Up In The Air
January 7, 2010 by Zack
Some people have a fear of flying. Some people just have motion sickness. A lot of people hate flying in general. For Ryan Bingham (George Clooney), he not only likes it–he “loves everything you hate about it”. Where is home? Home is here, he says while on a plane. Bingham has loyalty through his airline. He gets gold cards, member rewards, and lots and lots of flight miles. His goal? To reach a certain number of flight miles. He is unmarried, and has no children. And as for his job? He fires people.
But along the way, he is paired with an ambitious cute young girl named Natalie Keener, who has an idea that Ryan’s boss likes–localizing the job and severing their travel habits. Video conferencing is the proposed new wave of going about firing people (which they call, “giving new opportunities”). It would cut costs and corporate loves it. But Ryan doesn’t. He believes it’s better to fire someone face to face, when you have to look them in the eyes and they’re in the room with you. In order for Keener to more understand Ryan’s position, his boss (played by Jason Bateman) thinks it’s a good idea for her to tagalong with him, and be his apprentice. Of course Ryan doesn’t like this idea–but this doesn’t exactly turn into some kind of buddy picture.
The two want different lifestyles, but both come to appreciate each other’s. Keener wants a married life with kids, a home, someplace to settle down. Ryan wants to live care free and unattached to anyone or anything. Things get complicated when he begins a fling with another traveler, Alex (played by Vera Farmiga). Things develop and he wants to bring her into his life.
But life doesn’t always work out the way we want it to, and Ryan finds that out the hard way.

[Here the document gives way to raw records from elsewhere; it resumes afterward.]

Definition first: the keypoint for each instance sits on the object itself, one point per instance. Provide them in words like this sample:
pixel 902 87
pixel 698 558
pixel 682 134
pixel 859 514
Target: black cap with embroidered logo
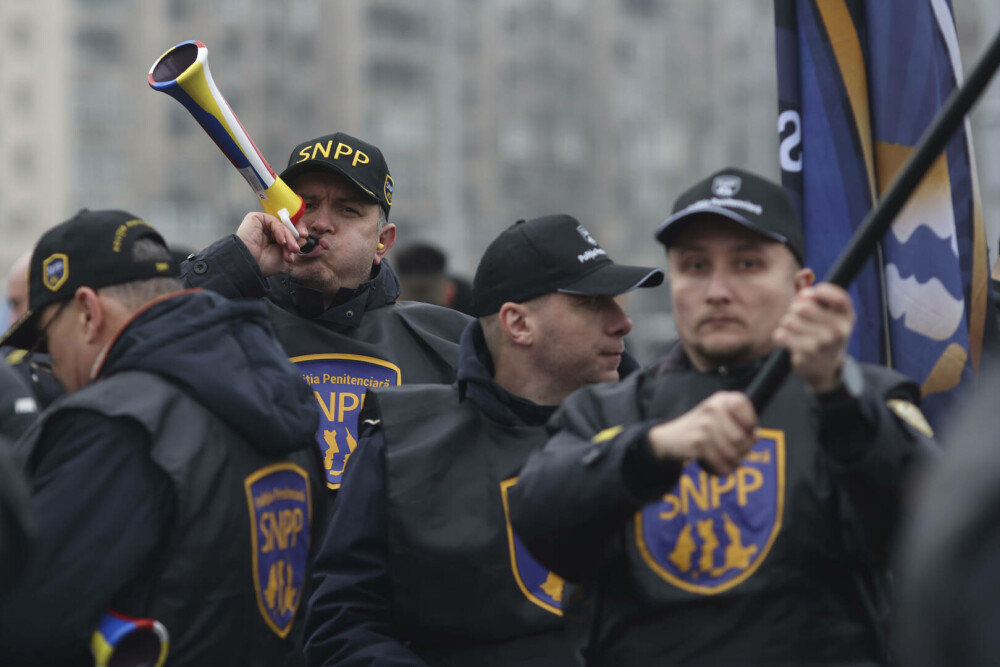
pixel 91 249
pixel 362 163
pixel 554 253
pixel 745 198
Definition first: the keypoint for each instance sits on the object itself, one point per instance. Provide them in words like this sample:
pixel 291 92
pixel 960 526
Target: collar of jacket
pixel 349 305
pixel 476 384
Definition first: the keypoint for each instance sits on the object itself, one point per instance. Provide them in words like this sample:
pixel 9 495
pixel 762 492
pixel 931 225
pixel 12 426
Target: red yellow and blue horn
pixel 120 641
pixel 183 73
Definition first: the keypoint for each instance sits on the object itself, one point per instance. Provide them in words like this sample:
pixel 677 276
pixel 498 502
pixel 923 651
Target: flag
pixel 858 84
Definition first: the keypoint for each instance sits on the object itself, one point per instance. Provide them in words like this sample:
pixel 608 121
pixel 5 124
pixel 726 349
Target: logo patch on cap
pixel 726 186
pixel 55 271
pixel 582 231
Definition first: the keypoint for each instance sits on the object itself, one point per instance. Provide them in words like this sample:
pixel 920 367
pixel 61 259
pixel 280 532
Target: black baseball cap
pixel 91 249
pixel 745 198
pixel 554 253
pixel 358 161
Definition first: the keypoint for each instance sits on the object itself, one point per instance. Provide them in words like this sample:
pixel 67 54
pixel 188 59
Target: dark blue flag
pixel 858 84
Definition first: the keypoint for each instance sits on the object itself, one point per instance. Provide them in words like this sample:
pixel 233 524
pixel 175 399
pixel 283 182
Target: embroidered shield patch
pixel 55 271
pixel 280 516
pixel 540 585
pixel 711 533
pixel 339 382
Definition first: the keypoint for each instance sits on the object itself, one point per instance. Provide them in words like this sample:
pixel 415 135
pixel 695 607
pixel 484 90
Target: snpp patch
pixel 339 382
pixel 540 585
pixel 280 506
pixel 711 533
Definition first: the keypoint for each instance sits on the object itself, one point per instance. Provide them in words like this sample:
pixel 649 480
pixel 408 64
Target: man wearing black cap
pixel 419 565
pixel 334 308
pixel 169 482
pixel 702 533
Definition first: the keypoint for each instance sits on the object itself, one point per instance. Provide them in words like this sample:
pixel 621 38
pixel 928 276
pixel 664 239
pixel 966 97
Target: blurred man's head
pixel 347 190
pixel 88 276
pixel 421 269
pixel 17 287
pixel 545 293
pixel 735 249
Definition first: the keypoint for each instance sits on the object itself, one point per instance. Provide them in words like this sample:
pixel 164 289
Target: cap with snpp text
pixel 745 198
pixel 360 162
pixel 91 249
pixel 554 253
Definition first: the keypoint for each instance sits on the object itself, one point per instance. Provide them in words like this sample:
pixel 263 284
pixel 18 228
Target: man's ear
pixel 93 318
pixel 804 278
pixel 385 240
pixel 515 321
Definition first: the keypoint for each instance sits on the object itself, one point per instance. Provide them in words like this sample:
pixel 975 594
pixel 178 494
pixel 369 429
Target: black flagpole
pixel 877 222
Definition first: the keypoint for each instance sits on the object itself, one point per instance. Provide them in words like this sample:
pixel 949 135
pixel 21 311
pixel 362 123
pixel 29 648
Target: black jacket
pixel 781 563
pixel 147 493
pixel 441 589
pixel 365 339
pixel 18 407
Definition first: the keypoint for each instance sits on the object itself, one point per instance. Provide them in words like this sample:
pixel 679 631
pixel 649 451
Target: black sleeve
pixel 225 267
pixel 15 522
pixel 348 620
pixel 872 451
pixel 100 506
pixel 18 408
pixel 574 496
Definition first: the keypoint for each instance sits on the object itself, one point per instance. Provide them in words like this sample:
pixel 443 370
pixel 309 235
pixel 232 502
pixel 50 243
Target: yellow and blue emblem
pixel 387 189
pixel 280 518
pixel 711 533
pixel 339 382
pixel 55 271
pixel 539 584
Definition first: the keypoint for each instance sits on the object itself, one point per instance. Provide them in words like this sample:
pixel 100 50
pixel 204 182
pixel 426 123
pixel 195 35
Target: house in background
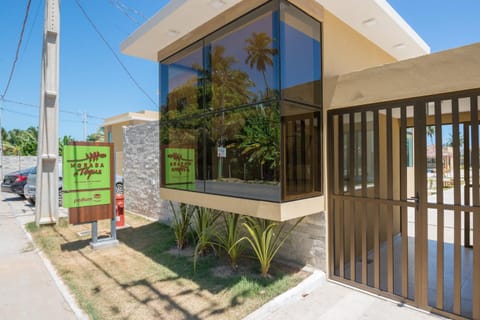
pixel 281 109
pixel 113 130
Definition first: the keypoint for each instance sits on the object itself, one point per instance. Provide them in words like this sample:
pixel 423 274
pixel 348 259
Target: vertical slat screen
pixel 457 217
pixel 466 178
pixel 376 235
pixel 340 211
pixel 440 215
pixel 403 197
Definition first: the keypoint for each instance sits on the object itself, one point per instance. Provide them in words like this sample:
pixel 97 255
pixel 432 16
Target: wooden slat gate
pixel 404 200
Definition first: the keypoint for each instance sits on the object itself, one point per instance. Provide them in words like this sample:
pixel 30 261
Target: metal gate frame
pixel 353 201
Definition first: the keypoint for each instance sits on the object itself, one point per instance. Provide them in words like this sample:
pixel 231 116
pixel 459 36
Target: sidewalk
pixel 318 299
pixel 27 288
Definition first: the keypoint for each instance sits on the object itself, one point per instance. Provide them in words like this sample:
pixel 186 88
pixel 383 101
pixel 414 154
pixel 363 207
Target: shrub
pixel 204 230
pixel 230 238
pixel 266 238
pixel 181 222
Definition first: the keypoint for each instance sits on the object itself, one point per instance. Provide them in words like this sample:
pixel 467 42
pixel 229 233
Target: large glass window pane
pixel 243 148
pixel 243 61
pixel 182 154
pixel 300 44
pixel 301 147
pixel 181 84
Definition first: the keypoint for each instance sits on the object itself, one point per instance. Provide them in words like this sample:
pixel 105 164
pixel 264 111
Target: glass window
pixel 181 84
pixel 181 154
pixel 225 127
pixel 243 147
pixel 302 150
pixel 300 44
pixel 243 61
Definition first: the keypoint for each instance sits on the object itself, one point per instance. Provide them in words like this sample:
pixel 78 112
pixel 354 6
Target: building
pixel 113 131
pixel 281 109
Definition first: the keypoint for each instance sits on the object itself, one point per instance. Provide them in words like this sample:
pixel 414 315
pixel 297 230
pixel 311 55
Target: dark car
pixel 14 182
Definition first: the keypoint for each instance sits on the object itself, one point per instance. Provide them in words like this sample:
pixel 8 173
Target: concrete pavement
pixel 28 287
pixel 318 299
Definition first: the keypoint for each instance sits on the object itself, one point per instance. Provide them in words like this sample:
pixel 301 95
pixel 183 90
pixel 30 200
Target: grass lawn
pixel 145 278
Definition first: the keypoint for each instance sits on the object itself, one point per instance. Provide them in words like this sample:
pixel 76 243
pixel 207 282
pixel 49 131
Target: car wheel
pixel 60 197
pixel 119 188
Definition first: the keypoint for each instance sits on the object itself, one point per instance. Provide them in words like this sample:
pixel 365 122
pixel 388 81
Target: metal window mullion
pixel 352 162
pixel 364 195
pixel 476 202
pixel 390 197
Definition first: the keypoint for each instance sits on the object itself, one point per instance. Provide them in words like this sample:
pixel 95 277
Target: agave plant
pixel 182 218
pixel 204 230
pixel 230 238
pixel 266 238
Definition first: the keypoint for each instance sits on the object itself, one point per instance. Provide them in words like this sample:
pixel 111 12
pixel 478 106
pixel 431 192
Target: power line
pixel 114 53
pixel 12 71
pixel 37 107
pixel 123 8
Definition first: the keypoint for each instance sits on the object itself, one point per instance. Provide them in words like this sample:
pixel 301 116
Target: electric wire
pixel 123 8
pixel 19 44
pixel 114 53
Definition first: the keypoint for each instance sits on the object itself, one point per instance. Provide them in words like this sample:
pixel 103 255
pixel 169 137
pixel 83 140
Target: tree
pixel 98 136
pixel 260 54
pixel 431 133
pixel 63 142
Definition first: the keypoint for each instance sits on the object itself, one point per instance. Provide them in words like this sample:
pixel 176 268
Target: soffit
pixel 374 19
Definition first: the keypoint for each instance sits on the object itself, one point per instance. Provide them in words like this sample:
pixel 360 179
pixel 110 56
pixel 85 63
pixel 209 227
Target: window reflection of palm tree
pixel 230 86
pixel 260 54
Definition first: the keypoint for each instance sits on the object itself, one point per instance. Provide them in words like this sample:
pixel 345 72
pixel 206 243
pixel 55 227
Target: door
pixel 404 201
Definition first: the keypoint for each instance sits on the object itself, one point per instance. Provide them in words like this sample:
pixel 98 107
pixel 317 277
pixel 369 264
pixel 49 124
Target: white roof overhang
pixel 374 19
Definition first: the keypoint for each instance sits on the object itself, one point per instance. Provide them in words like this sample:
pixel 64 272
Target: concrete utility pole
pixel 46 210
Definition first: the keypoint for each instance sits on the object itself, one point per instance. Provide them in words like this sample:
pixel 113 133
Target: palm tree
pixel 230 86
pixel 260 54
pixel 431 133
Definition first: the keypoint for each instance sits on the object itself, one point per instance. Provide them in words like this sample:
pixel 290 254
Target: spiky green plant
pixel 266 237
pixel 182 217
pixel 204 231
pixel 230 237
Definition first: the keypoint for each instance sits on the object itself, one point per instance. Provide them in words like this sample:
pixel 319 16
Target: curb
pixel 65 292
pixel 316 279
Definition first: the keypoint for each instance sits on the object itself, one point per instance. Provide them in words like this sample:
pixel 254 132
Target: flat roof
pixel 374 19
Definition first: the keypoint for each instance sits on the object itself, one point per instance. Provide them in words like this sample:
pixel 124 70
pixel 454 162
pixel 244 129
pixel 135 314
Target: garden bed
pixel 146 278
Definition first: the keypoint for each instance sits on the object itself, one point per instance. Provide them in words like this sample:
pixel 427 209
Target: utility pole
pixel 84 126
pixel 1 139
pixel 46 209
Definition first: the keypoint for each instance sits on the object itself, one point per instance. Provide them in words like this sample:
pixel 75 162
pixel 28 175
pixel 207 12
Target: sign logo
pixel 180 168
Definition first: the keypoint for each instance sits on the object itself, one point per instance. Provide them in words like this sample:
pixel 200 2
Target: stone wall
pixel 14 163
pixel 141 171
pixel 305 246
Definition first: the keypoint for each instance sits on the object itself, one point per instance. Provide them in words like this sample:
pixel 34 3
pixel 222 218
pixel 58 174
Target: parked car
pixel 14 182
pixel 31 186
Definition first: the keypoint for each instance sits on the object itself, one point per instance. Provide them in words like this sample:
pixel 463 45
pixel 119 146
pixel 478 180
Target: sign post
pixel 88 186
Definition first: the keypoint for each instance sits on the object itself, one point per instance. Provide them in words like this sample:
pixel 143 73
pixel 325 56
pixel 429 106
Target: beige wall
pixel 345 50
pixel 117 139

The film isn’t really about the lifestyles of travelers or about how a man can live with himself by making a living firing others. It’s really about the detachment and the irony of how a man who has a “loyalty” to something so frivolous and wandering as an airline-to-airline lifestyle. His relationships to others are just as empty, and he pays the price for these save a few examples that actually hindered the theme a bit, in my opinion.
The biggest example is his relationships to his sisters. He has to attend his youngest sister’s wedding and save the wedding as well, by talking the groom-to-be out of having cold feet. Bingham is set up to be a motivational speaker–however, his motivational speech revolves around carrying an “empty backpack” (being a loner, going through life alone and appreciating it). So clearly he has to change his pitch a bit. Something about throwing this into the film didn’t work for me. It seemed to complicate things a bit and was unnecessary. We don’t know enough about his family situation to know how much it would mean for him to be there for them. And by this point we already get that he’s in over his head when it comes to intimately helping someone.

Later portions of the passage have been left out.